First Leasing Co. v. McGalliard (In Re McGalliard)

183 B.R. 726, 1995 Bankr. LEXIS 1183, 1995 WL 404162
CourtUnited States Bankruptcy Court, M.D. North Carolina
DecidedMay 19, 1995
Docket16-11328
StatusPublished
Cited by10 cases

This text of 183 B.R. 726 (First Leasing Co. v. McGalliard (In Re McGalliard)) is published on Counsel Stack Legal Research, covering United States Bankruptcy Court, M.D. North Carolina primary law. Counsel Stack provides free access to over 12 million legal documents including statutes, case law, regulations, and constitutions.

Bluebook
First Leasing Co. v. McGalliard (In Re McGalliard), 183 B.R. 726, 1995 Bankr. LEXIS 1183, 1995 WL 404162 (N.C. 1995).

Opinion

MEMORANDUM OPINION

WILLIAM L. STOCKS, Bankruptcy Judge.

This adversary proceeding came before the court for trial on March 22 and March 29, 1995. Both parties called witnesses and offered documentary evidence. Having heard and considered the evidence offered by the parties and having considered the arguments of counsel, the court makes the following findings of fact and conclusions of law.

FINDINGS OF FACT

1. First Leasing Company (“FLC”) obtained a judgment against Thomas Dean McGalliard (“Debtor”) on November 1, 1991 in the amount of $18,219.26 plus attorneys’ fees of $5,730.48 in the District Court of Wake County.

2. On February 5, 1992, Debtor filed a motion to claim exempt property in the District Court of Wake County. FLC objected to the motion and a hearing was held in the District Court of Wake County during the week of April 3, 1992, concerning the motion and FLC’s objection thereto.

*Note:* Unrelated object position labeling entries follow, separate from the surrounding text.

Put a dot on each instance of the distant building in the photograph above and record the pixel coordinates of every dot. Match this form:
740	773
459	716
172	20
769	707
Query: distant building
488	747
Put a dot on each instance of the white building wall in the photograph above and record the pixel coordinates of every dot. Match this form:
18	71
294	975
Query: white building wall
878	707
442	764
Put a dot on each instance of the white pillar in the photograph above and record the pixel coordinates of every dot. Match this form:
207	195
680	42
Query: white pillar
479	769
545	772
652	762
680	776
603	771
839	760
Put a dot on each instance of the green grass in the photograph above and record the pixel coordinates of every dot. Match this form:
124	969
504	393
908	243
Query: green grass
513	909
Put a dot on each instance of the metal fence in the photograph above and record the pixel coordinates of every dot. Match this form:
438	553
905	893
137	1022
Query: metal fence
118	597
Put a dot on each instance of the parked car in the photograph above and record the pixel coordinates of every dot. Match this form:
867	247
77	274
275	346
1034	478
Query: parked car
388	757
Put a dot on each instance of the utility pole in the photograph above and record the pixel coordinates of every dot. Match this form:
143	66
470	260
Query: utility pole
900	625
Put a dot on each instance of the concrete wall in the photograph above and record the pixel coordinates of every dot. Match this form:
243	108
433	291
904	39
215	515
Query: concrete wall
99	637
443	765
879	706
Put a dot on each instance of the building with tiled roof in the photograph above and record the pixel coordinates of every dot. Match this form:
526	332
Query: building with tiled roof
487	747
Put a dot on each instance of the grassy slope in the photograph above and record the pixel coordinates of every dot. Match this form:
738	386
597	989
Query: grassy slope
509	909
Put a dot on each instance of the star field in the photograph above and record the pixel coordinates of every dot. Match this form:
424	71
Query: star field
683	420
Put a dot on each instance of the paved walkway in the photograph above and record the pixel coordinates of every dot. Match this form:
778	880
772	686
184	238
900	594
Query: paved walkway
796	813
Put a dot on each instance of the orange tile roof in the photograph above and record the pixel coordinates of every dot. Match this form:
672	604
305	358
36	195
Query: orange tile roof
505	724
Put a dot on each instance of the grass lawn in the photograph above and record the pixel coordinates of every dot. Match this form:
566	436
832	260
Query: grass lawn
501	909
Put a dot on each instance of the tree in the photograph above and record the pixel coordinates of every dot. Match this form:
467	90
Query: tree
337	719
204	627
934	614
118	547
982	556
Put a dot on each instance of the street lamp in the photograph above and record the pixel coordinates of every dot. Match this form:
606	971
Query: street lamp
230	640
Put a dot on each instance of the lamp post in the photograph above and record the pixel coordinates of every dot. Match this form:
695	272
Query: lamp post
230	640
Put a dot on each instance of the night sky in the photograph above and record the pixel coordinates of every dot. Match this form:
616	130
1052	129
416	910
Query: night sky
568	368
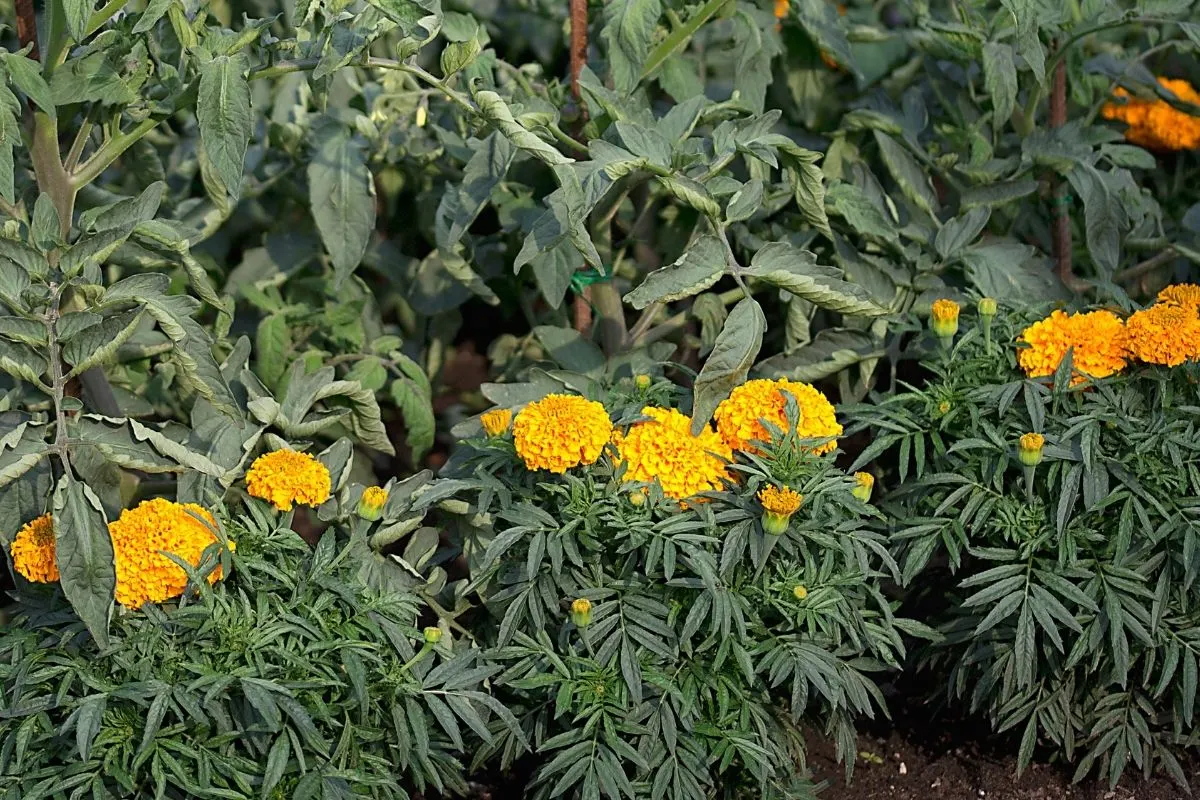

3. Debtor’s motion was allowed except:

a. A 1978 Dodge automobile was declared to be non-exempt property;

b. Certain cameras owned by Debtor were declared to be non-exempt property;

c. Certain stock consisting of 43,000 shares of Investors Technology Company, *729 which is listed on NASDAQ as IVES, was declared to be non-exempt property; and

d. Debtor was ordered to deliver the title to the 1978 Dodge automobile to FLC, make the cameras available to the sheriff of For-syth County, furnish all available information to FLC’s attorney regarding the IVES stock and “cooperate with” FLC to determine the status of Debtor’s interest in the R.J. Reynolds Tobacco Company (“RJR”) deferred compensation plan administered by his employer, RJR.

4. Having received no information from Debtor regarding the RJR deferred compensation plan, on June 15,1992 FLC issued and served a subpoena on RJR seeking information regarding Debtor’s interest in the RJR deferred compensation plan. RJR responded with information furnished to the attorney for FLC reflecting that Debtor had retired on May 1, 1992, that at retirement Debtor’s interest in the RJR/Nabisco Capital Investment Plan was $93,355.71, and that his interest in the RJR/Nabisco Capital Investment Plan had been distributed to Debtor on May 29, 1992.

5. On June 25, 1992, Debtor opened an individual retirement account with his broker, Cowen & Company, and deposited $81,-968.21 which was the taxable portion of his distribution from RJR.

6. Following a series of correspondence between counsel for Debtor and counsel for FLC regarding the RJR distribution and whether the funds in the IRA account at Cowen & Company were exempt, on July 23, 1992, FLC moved in the District Court of Wake County for further examination of Debtor and to hold Debtor in contempt for not complying with the earlier district court order directing Debtor to turn over property, etc.

7. On Friday, September 18, 1992, a hearing on the FLC motion was held in the District Court of Wake County at which Debtor was examined under oath regarding the RJR distribution and his disposition of the funds received from RJR upon his retirement.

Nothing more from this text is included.